Ce deuxième extrait se situe quelques heures plus tard, dans le train qui conduit Tolstoï vers sa première destination : l’ermitage d’Optino.
«Stare nel vento sulla piattaforma del treno gli piaceva. Il treno non correva veloce, il vento veniva dalla pianura più che dalla corsa, c’era un gelo lieve. Intorno correva il paesaggio che conosceva bene, che aveva percorso persino a piedi, la luce del giorno era grigia ma coloriva lontane betulle, olmi, dove volavano i corvi. Così, gli piaceva questo vento che gli ridava la sensazione di fuggire davvero, come quando cavalcava «Délire», di correre lontana nella campagna, chissà dove nel mondo, chissà dove nella natura che amava. Ritrovò anzi nel vento il gusto della fuga che qualche ora prima era stato impetuoso, e poi s’era fatto incerto, favorevole a una fuga limitata. Non sapeva infatti dove fuggire, lo aveva spaventato essere fuggito, aveva scelto una fuga che lo portava vicino e non lontano. Ma forse perché nessuno posto lo interessava, adesso lo interessava correre via tra gli alberi, nel vento, oltre i fiumi, ovunque vi fossero boschi, cieli, orizzonti, solitudini. Probabilmente solo in questo vento si sentì felice come quando, dopo la cavalcata, viveva l’illusione di non essere vecchio. Non si mosse dalla piattaforma per tre quarti d’ora.»

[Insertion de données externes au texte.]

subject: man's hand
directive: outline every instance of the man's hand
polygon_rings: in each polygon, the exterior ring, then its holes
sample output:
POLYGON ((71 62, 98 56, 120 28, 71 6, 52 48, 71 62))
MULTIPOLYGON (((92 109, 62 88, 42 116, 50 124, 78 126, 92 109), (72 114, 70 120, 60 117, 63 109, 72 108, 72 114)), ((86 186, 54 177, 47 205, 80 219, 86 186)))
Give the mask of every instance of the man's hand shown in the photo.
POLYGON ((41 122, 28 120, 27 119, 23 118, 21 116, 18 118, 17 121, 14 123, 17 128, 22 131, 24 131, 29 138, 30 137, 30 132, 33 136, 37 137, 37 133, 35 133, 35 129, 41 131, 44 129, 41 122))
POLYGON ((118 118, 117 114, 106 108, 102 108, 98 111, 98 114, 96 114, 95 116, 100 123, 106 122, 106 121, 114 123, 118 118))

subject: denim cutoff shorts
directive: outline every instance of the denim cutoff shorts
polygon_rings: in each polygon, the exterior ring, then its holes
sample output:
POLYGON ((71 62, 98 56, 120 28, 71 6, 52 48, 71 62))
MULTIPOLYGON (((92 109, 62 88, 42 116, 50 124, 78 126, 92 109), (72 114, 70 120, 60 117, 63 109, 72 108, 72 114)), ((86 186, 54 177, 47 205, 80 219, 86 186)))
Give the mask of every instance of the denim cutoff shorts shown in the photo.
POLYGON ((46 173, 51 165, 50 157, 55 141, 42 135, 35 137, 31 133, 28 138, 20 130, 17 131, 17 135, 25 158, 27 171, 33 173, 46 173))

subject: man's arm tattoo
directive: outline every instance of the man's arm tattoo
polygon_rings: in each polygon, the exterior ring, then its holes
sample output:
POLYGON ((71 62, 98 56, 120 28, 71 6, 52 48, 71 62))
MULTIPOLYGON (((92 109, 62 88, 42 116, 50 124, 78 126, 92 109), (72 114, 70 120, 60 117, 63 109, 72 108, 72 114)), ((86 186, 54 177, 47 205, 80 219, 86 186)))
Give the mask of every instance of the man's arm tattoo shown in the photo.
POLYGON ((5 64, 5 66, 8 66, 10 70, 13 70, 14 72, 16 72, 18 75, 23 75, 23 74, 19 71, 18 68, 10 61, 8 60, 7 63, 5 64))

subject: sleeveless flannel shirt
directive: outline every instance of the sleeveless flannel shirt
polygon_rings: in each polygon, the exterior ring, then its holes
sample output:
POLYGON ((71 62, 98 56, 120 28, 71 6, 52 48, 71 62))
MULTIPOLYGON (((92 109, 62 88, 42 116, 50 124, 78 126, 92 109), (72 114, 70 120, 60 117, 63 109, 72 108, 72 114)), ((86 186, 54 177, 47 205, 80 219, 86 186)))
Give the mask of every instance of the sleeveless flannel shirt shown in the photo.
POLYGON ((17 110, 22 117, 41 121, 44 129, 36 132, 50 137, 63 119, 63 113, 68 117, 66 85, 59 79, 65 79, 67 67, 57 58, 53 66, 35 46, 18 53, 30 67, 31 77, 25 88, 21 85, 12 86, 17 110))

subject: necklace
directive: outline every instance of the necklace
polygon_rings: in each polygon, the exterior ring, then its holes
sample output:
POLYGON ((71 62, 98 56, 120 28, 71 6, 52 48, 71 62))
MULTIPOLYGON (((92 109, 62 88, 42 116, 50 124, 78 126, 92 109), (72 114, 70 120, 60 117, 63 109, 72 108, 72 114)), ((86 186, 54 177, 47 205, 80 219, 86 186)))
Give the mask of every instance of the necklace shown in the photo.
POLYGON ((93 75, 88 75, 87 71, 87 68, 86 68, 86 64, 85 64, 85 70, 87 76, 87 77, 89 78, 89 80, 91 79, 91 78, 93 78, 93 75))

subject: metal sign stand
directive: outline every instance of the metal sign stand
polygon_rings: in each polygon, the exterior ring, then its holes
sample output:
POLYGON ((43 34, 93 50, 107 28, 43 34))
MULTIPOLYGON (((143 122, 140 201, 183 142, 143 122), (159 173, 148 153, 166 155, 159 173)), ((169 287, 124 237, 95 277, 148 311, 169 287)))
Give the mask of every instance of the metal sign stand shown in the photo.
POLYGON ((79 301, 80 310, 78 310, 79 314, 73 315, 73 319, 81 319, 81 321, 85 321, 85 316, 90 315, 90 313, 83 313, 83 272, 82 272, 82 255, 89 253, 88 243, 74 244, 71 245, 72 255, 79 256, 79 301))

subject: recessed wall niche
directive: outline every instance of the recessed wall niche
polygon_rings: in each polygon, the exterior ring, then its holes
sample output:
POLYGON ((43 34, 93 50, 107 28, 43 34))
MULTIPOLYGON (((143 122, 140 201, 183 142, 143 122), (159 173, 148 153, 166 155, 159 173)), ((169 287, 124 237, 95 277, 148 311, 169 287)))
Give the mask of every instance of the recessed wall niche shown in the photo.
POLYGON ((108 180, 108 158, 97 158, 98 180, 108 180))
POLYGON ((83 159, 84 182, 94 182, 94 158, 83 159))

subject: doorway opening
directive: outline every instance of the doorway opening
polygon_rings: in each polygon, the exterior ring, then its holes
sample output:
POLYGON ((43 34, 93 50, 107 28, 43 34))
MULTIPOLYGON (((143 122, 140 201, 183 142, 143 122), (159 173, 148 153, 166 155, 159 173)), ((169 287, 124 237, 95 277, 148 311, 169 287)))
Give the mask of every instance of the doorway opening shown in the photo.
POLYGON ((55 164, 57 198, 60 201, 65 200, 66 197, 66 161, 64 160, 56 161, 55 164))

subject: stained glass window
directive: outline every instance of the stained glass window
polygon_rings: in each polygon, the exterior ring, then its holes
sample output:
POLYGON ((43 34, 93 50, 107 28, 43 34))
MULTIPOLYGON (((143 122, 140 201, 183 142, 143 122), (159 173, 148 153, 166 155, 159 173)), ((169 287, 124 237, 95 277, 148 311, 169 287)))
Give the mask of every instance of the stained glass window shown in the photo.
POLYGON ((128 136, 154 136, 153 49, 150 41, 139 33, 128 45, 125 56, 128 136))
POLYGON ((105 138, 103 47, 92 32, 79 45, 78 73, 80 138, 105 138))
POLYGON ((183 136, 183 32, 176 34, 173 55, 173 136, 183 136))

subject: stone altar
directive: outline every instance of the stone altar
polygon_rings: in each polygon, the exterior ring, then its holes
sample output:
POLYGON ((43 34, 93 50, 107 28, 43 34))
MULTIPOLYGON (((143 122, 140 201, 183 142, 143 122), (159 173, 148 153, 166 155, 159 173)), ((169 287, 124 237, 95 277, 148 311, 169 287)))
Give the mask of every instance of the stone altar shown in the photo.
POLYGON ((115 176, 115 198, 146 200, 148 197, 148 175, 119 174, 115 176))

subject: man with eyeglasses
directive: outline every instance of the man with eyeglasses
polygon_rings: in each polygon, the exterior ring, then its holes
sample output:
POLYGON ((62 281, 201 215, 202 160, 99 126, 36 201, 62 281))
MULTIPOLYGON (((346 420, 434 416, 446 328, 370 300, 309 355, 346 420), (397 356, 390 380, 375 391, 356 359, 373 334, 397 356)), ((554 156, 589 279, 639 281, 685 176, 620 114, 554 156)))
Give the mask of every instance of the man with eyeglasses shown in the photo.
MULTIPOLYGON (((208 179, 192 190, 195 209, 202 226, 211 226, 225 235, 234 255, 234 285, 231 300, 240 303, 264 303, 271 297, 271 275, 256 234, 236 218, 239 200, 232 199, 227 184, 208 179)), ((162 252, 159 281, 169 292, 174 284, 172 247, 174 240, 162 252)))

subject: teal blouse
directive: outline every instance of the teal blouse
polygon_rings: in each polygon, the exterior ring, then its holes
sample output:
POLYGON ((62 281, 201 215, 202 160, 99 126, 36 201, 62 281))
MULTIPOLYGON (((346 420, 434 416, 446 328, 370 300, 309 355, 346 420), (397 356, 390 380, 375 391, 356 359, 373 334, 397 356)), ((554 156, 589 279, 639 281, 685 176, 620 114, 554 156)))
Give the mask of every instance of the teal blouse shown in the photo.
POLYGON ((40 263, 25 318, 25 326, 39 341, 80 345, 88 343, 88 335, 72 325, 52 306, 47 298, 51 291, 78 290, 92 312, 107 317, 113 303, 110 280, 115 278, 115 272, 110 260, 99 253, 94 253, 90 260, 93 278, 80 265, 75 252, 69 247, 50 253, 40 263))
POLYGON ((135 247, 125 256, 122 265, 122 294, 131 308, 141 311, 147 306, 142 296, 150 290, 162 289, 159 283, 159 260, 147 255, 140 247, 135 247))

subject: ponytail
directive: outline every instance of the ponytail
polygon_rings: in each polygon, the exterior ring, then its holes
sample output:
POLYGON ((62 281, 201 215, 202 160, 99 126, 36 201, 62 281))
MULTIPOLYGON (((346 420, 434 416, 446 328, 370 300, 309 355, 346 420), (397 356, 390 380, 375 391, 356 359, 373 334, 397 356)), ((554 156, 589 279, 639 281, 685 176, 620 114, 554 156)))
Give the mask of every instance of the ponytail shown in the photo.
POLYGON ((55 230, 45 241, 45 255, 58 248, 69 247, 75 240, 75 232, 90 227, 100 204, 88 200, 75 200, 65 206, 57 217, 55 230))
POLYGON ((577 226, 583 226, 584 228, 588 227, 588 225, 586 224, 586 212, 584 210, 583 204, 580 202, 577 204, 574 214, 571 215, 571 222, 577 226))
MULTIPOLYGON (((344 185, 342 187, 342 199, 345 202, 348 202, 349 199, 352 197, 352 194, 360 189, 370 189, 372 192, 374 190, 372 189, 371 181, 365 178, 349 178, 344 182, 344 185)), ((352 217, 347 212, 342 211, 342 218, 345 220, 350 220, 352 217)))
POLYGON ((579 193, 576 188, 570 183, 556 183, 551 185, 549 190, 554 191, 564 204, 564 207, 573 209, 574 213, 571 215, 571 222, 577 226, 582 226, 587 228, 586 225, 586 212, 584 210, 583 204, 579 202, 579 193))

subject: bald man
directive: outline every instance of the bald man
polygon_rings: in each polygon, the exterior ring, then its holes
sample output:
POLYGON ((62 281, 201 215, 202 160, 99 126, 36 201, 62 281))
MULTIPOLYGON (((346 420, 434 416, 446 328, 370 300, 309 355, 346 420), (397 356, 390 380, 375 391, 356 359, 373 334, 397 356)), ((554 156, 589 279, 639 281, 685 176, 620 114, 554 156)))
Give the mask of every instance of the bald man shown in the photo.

«Il aimait rester dans le vent sur la plate-forme du train. Le train n’allait pas vite, le vent venait de la plaine plus que de la course, il faisait tout juste froid. Autour de lui défilait le paysage qu’il connaissait bien, qu’il avait même parcouru à pied, la lumière du jour était grise mais elle colorait au loin les bouleaux, les ormes, là où volaient les corbeaux. Oui, il aimait ce vent qui lui redonnait la sensation de fuir vraiment, comme quand il chevauchait «Délire», de courir très loin dans la campagne, n’importe où dans le monde, dans la nature qu’il aimait. Il retrouva même dans le vent le goût de la fugue qui, quelques heures auparavant, avait été si impérieux, puis s’était atténué, dans le sens d’une fuite plus limitée. En fait, il ne savait pas où fuir, il était effrayé de s’être enfui, il avait finalement fait le choix d’une fuite qui ne le conduirait pas trop loin. Mais peut-être parce qu’aucun endroit ne l’intéressait vraiment, il désirait maintenant courir au milieu des arbres, dans le vent, par delà les fleuves, partout où il y avait des bois, des ciels, des horizons, des solitudes. Ce n’est probablement que dans ce vent qu’il s’est senti heureux, comme quand, après ses chevauchées, il avait l’illusion de ne pas être vieux. Pendant trois quarts d’heure, il ne bougea pas de la plate-forme.»
Ce troisième extrait se situe à la fin de l’ouvrage, il résume les sept dernières journées de la vie de Tolstoï, à la gare d’Astapovo.
«Giorni e notti erano treni che passavano, carrozze a cavalli che iniziavano la corsa dove i treni si fermavano, il tempo era solo un paesaggio in movimento, alberi, cieli, neve, campi, che correvano via. Soltanto l’interessava la continuazione della sua fuga, ormai diventata diversa, non più solo allontanamento furtivo e precipitoso dagli altri e da se stessi, ma viaggio senza fine, corsa libera nel mondo, avventura di Ulisse che non cessa, che nessuno vorrebbe cessata malgrado la vecchiaia e la morte.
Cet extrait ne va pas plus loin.